Dicontohkannya dengan pengalaman Pemilihan Umum (Pemilu) 2019. Kala itu, perolehan suara "partai beringin" turun dibandingkan "kontestasi kotak suara" sebelumnya. Sehingga, hanya berada di tiga besar.
Pertimbangan lain, pernyataan Presiden Joko Widodo (Jokowi). Sejak periode perdana kepemimpinannya, dirinya telah menegaskan para pembantunya di kabinet tak boleh rangkap jabatan.
Dirinya memprediksi Jokowi bakal fokus merealisasikan janji-janji kampanyenya. Lantaran takmungkin diusung pada Pemilu 2024 dan tak punya beban politik lagi.
"(Jokowi akan) fokus bekerja dan memenuhi janji-janji politiknya. Itu butuh pembantu-pembantu yang fokus dan mencurahkan waktunya membantu presiden. Tidak menjadi menteri dan sambil mengurus partai," tuturnya.

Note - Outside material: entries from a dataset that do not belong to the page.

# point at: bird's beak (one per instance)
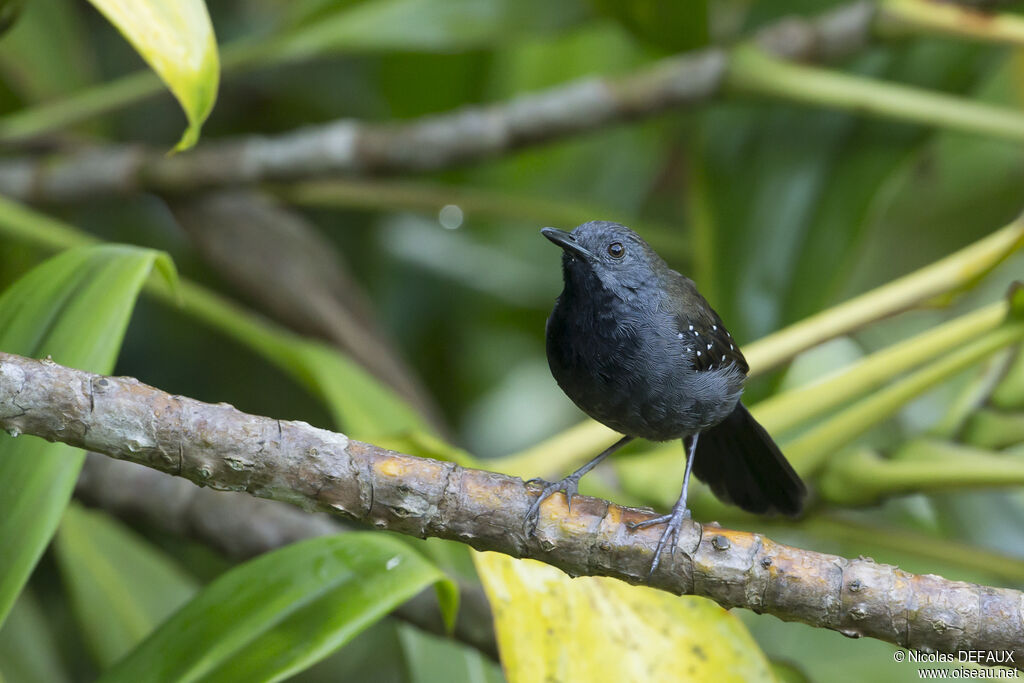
(566, 242)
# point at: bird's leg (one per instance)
(568, 484)
(679, 513)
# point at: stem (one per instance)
(923, 546)
(810, 451)
(388, 196)
(754, 72)
(927, 16)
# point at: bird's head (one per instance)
(609, 254)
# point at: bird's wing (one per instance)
(709, 344)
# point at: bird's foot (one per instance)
(568, 484)
(670, 537)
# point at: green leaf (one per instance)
(120, 586)
(176, 39)
(28, 649)
(75, 308)
(276, 614)
(431, 658)
(360, 404)
(554, 628)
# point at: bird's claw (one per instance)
(669, 538)
(568, 484)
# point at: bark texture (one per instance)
(219, 446)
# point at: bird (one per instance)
(636, 347)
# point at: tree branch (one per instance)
(219, 446)
(242, 526)
(432, 142)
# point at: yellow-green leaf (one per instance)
(176, 39)
(553, 628)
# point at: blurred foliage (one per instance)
(778, 209)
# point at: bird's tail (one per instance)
(742, 465)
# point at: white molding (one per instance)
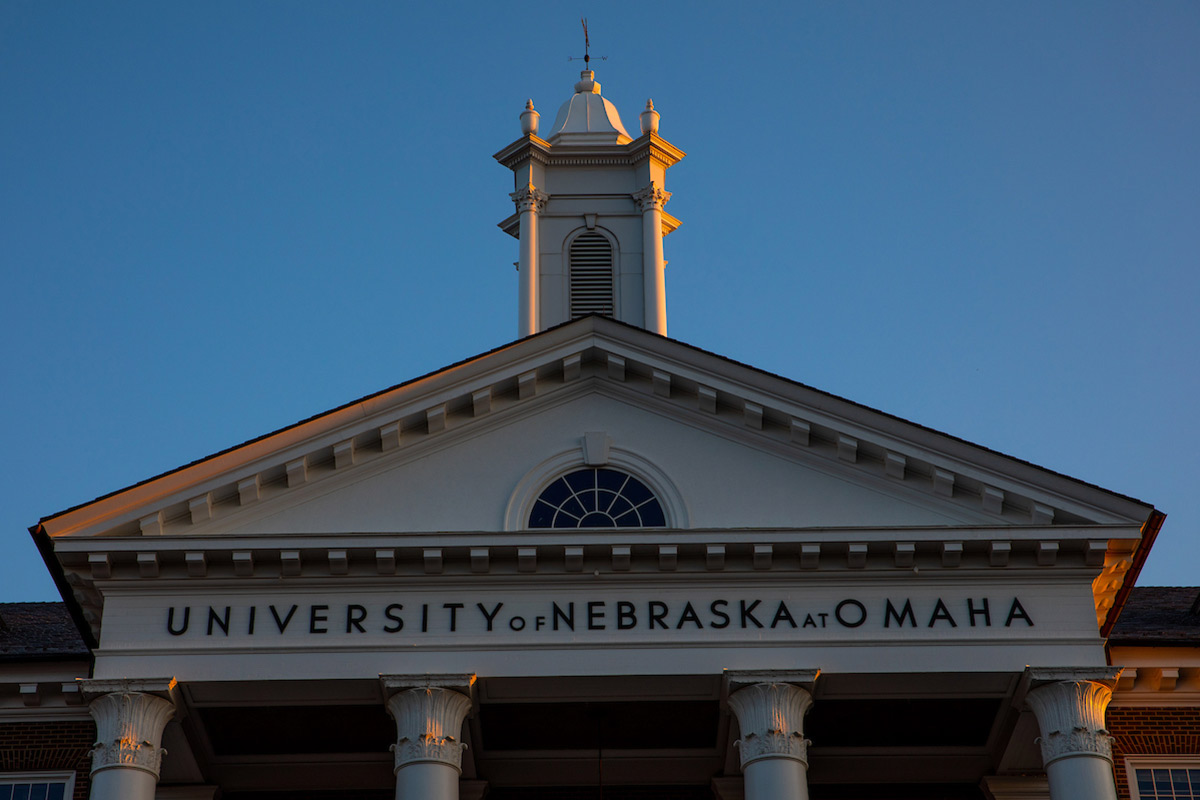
(41, 776)
(1133, 763)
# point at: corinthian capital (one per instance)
(1071, 714)
(429, 721)
(529, 198)
(129, 725)
(652, 197)
(772, 721)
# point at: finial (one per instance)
(529, 119)
(587, 47)
(649, 118)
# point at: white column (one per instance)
(652, 199)
(130, 720)
(1077, 749)
(429, 722)
(773, 749)
(529, 202)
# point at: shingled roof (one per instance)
(1159, 615)
(39, 631)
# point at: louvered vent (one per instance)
(591, 276)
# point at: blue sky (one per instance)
(219, 218)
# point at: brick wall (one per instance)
(27, 746)
(1151, 732)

"Jangan-jangan, Jokowi ingin Airlangga fokus di kabinetnya. Apalagi ditunjuk sebagai Menko. Itu, kan, tugasnya berat," tambah Ipang, nama panggilannya.

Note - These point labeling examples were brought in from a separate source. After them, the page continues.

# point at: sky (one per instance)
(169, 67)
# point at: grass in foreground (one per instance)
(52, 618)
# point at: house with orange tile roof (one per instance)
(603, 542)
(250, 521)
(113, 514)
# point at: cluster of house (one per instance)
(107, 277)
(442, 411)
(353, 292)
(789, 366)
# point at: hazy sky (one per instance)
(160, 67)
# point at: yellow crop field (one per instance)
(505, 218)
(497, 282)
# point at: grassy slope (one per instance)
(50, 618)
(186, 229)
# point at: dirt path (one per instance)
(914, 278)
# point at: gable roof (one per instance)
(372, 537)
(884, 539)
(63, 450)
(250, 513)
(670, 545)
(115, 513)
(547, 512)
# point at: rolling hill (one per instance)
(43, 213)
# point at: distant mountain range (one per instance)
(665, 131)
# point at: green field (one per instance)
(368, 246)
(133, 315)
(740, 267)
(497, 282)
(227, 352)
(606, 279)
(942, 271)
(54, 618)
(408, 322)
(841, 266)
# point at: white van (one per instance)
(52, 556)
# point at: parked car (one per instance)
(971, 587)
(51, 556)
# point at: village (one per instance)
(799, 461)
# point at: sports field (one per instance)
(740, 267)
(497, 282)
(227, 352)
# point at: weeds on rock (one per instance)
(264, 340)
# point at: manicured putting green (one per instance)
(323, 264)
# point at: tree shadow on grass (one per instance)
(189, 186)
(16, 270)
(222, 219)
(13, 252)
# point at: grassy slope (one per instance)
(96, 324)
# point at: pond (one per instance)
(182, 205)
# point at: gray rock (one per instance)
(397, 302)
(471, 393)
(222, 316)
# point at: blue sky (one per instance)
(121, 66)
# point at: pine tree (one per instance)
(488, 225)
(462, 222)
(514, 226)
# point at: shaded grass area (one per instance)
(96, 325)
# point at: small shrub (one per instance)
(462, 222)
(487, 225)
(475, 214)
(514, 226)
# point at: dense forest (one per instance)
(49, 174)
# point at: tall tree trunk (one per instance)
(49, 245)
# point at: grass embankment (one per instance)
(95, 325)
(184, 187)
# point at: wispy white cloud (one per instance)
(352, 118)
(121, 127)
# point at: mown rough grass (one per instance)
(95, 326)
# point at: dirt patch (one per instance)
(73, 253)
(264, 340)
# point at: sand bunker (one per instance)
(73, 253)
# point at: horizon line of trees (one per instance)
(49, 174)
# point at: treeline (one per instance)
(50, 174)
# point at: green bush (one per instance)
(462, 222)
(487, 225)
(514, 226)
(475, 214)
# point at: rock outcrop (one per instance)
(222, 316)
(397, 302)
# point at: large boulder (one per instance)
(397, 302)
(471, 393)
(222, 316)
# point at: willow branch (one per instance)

Airlangga Hartarto menjabat Menteri Koordinator (Menko) Bidang Ekonomi Kabinet Indonesia Maju. Pada saat sama, dia merupakan Ketua Umum DPP Golkar.

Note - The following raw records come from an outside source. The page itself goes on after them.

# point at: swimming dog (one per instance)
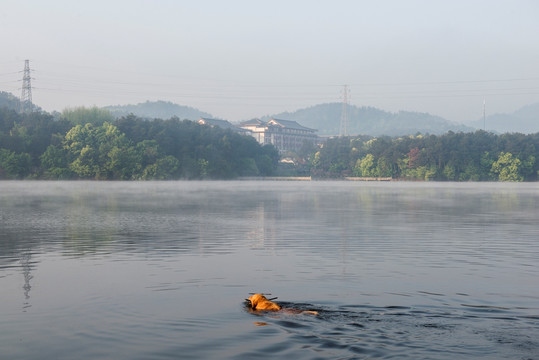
(258, 302)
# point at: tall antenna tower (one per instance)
(26, 94)
(484, 115)
(343, 130)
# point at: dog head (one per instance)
(260, 302)
(255, 299)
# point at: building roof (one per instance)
(253, 122)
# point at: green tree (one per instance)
(14, 166)
(82, 116)
(507, 167)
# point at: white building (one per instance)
(285, 135)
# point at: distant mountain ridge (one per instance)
(371, 121)
(524, 120)
(158, 109)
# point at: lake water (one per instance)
(159, 270)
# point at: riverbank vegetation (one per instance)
(81, 144)
(474, 156)
(91, 144)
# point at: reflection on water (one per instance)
(157, 269)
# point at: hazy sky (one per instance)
(239, 59)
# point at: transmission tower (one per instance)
(26, 94)
(484, 115)
(343, 131)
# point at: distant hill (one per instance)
(12, 102)
(326, 119)
(525, 120)
(158, 109)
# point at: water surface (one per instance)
(158, 270)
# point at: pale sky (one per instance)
(240, 59)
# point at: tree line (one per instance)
(474, 156)
(90, 144)
(84, 143)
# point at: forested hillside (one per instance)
(478, 156)
(525, 120)
(37, 145)
(158, 109)
(326, 119)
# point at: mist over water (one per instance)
(159, 270)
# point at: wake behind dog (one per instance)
(258, 302)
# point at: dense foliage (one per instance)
(478, 156)
(88, 144)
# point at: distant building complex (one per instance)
(285, 135)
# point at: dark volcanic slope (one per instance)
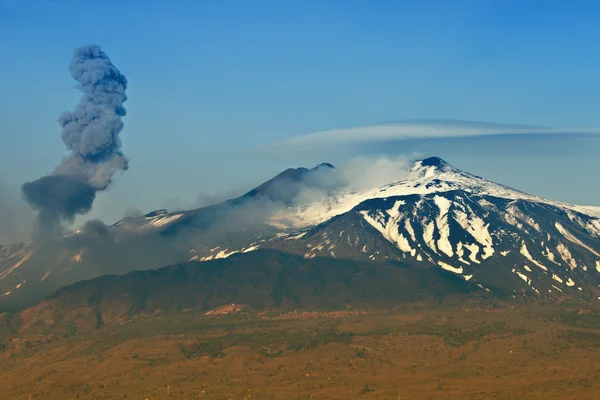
(260, 279)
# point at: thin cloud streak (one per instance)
(417, 129)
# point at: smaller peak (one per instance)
(433, 162)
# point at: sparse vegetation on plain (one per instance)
(531, 351)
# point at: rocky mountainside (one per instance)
(494, 237)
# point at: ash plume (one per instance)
(91, 133)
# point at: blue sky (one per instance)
(209, 80)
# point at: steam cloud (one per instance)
(91, 132)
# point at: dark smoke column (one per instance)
(91, 133)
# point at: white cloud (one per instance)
(417, 129)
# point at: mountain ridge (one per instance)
(427, 218)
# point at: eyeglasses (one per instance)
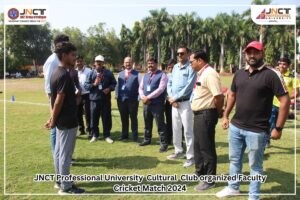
(191, 61)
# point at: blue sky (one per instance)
(83, 14)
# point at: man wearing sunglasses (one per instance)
(180, 87)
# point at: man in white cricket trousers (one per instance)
(180, 87)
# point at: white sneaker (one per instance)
(175, 156)
(109, 140)
(57, 185)
(189, 163)
(94, 139)
(227, 192)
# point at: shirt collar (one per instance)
(185, 65)
(259, 69)
(82, 70)
(287, 73)
(202, 70)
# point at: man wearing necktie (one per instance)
(100, 82)
(127, 92)
(152, 93)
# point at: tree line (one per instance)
(157, 35)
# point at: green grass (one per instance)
(28, 152)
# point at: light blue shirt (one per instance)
(181, 81)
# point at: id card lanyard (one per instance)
(126, 78)
(101, 76)
(150, 80)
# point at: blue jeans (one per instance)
(272, 122)
(53, 139)
(239, 139)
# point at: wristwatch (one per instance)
(278, 128)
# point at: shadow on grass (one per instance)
(107, 187)
(127, 162)
(284, 180)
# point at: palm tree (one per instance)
(155, 26)
(262, 29)
(283, 35)
(222, 27)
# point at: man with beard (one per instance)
(100, 82)
(152, 93)
(252, 89)
(63, 115)
(292, 85)
(127, 92)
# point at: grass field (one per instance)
(28, 153)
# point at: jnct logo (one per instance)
(33, 12)
(275, 13)
(13, 13)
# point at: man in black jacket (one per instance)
(100, 82)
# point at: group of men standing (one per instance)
(192, 90)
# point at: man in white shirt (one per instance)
(84, 105)
(48, 68)
(127, 95)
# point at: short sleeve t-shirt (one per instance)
(62, 83)
(254, 97)
(291, 83)
(207, 86)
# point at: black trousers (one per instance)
(129, 108)
(204, 145)
(155, 111)
(101, 108)
(84, 109)
(168, 114)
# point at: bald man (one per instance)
(127, 96)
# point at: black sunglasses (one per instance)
(180, 53)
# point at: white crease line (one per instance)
(25, 102)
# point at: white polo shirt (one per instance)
(82, 76)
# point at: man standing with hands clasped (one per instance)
(152, 92)
(180, 87)
(127, 92)
(100, 82)
(252, 90)
(207, 102)
(64, 115)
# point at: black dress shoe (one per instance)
(144, 143)
(123, 138)
(163, 149)
(204, 186)
(135, 139)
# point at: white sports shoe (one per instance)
(94, 139)
(189, 163)
(109, 140)
(227, 192)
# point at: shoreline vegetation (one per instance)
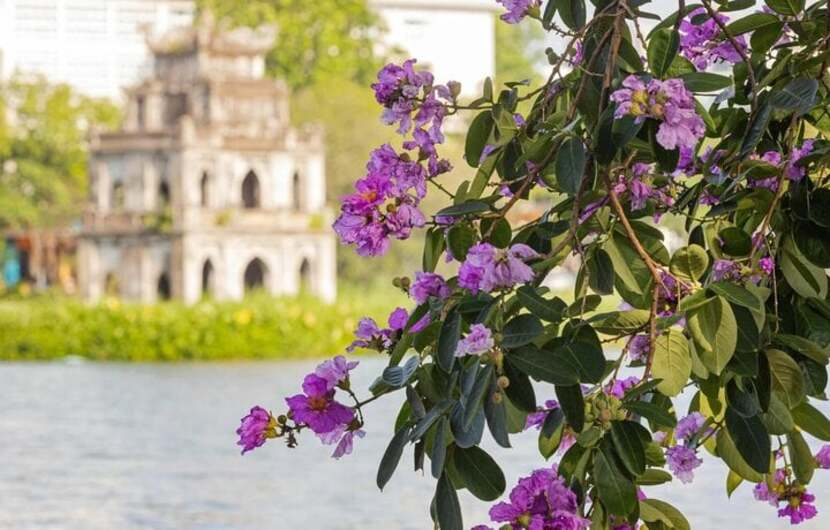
(52, 327)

Sementara, PP Sentral Organisasi Karyawan Swadiri Indonesia (SOKSI), Freddy Latumahina, menilai, Golkar butuh figur pemimpin anyar. Lantaran roda organisasi dalam beberapa tahun terakhir keluar dari sistem dan mekanisme.
"Prinsip kolektif dalam pengambilan keputusan organisasi telah dicampakan. Yang ada hanyalah mementingkan sekelompok elite tertentu," ucapnya.
"Tak heran jika kaderisasi di tubuh Partai Golkar menjadi mati. Hal ini semakin menjauhkan Partai Golkar dari marwah partai karya kekaryaan," imbuh dia.
Karenanya, Airlangga diminta fokus membantu Jokowi di pemerintahan. "Kepercayaan tersebut harus dijaga dengan baik," pungkas Freddy.